Cracks
- First edition
- Author: Sheila Kohler
- Language: English
- Genre: Psychological horror; Thriller;
- Publisher: Zoland Books
- Publication date: 1 September 1999
- Publication place: United States
- Media type: Print
- Pages: 165
- ISBN: 158195008X

= Cracks (novel) =

1999 novel by Sheila Kohler

Cracks is the third novel by South African author Sheila Kohler. Published in 1999, it was chosen as one of the best books of the year by both Newsday and Library Journal. It was adapted into a 2009 film of the same name starring Eva Green.

==Plot introduction==
The novel opens with twelve middle-aged women meeting at a South African boarding school where they were once pupils. Their reunion stirs memories of a long hot summer in the 1960s when they were the elite members of the school swimming team, managed by the forceful, charismatic Miss G. But the women share a secret concerning the fate of the missing 13th member of the swimming team: Fiamma, the enigmatic daughter of an Italian aristocrat and with whom Miss G becomes obsessed, leading to sexual jealousy and suspicion among the rest of the team, with tragic results.

==Inspiration==
As revealed on the author‘s website, the violent death of her sister thirty years ago in apartheid South Africa caused her to explore in her fiction the theme of "violence within intimate relationships, in particular, the abuse of power and privilege".

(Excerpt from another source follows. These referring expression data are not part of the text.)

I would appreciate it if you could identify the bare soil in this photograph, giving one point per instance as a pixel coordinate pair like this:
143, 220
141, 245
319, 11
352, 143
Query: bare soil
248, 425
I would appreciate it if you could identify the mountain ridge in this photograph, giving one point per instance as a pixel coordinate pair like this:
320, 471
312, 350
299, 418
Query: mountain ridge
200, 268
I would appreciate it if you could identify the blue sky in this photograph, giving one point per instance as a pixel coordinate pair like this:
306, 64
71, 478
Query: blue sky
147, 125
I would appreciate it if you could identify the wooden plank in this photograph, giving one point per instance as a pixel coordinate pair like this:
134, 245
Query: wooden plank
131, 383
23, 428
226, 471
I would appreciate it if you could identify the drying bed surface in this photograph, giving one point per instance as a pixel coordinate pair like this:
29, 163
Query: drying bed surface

One of the swimming team members in the book is named Sheila Kohler and is a writer. When asked whether this was herself she replied that "Although I use a character called Sheila Kohler, I don't think Cracks is any more autobiographical than my other books. It is simply a device to make the reader believe that what one's writing is all true - to blur the lines between fiction and nonfiction." and she goes on to explain about the book's setting, "The education we received in a girl's boarding school in the middle of the veld, was much like the one I describe in Cracks. We read nineteenth century literature exclusively, and our history lessons stopped before the first world war, which was considered too recent to be taught. Much of our time was devoted to doing sport to combat sexual urges, I presume, or anyway to teach us team spirit. Also, we were always going to chapel, learning to turn the other cheek. Consequently, life, when I was obliged to face it, came to me as an amazing revelation - and not always one with which I knew how to cope."

==Reception==
- The Times Literary Supplement calls the novel brilliant and continues "A stunning and singular tale of the passion and tribalism of adolescence, Cracks lays bare the violence that lurks in the heart of even the most innocent. Shocking, reminiscent of Lord of the Flies ... conjures up the wildness of the veld and the passion and drama of adolescence...peculiarly satisfying.
- Elle also compares it to other works, "while evocative of The Prime of Miss Jean Brodie and Picnic at Hanging Rock, Kohler's writing is so smoothly confident and erotic that she has produced a tale resonant with a chilling power all its own."
- Kirkus Reviews concludes "The mystery is unfolded slowly but credibly, and its ending manages both to surprise and satisfy. First-rate psychological suspense, in the tradition of The Children’s Hour, played out flawlessly and well by a real master of narrative."
- Dana Schwartz on Teenreads.com is also full of praise: "There are secrets hidden in every sentence of this haunting and at times horrifying book --- secrets that you aren't aware of until you reach the final pages. It's an ending that makes you pause, and then flip back through to see what you missed the first time around. The tautly told story with its tropical backdrop of sterile humidity is in great contrast to the young women's budding fecundity."
- Publishers Weekly though has reservations: "Kohler narrates the story in the first-person plural: ""We always had cramps in our toes. Our hair was always wet. Our hands were always damp and cold and our fingers crinkled."" The curt ""we"" and Kohler's clipped, effective descriptions generate an abiding sense of myth, collective experience and collective guilt. At the same time, these tactics prevent readers from growing attached to any one individual, asking us to focus instead on the novel's rich mood. The result is a narrative at once powerful and hollow, an extremely well-made technical experiment. Finding at last how and why Fiamma vanished, some readers will feel the experiment justified; others may feel she was never really there."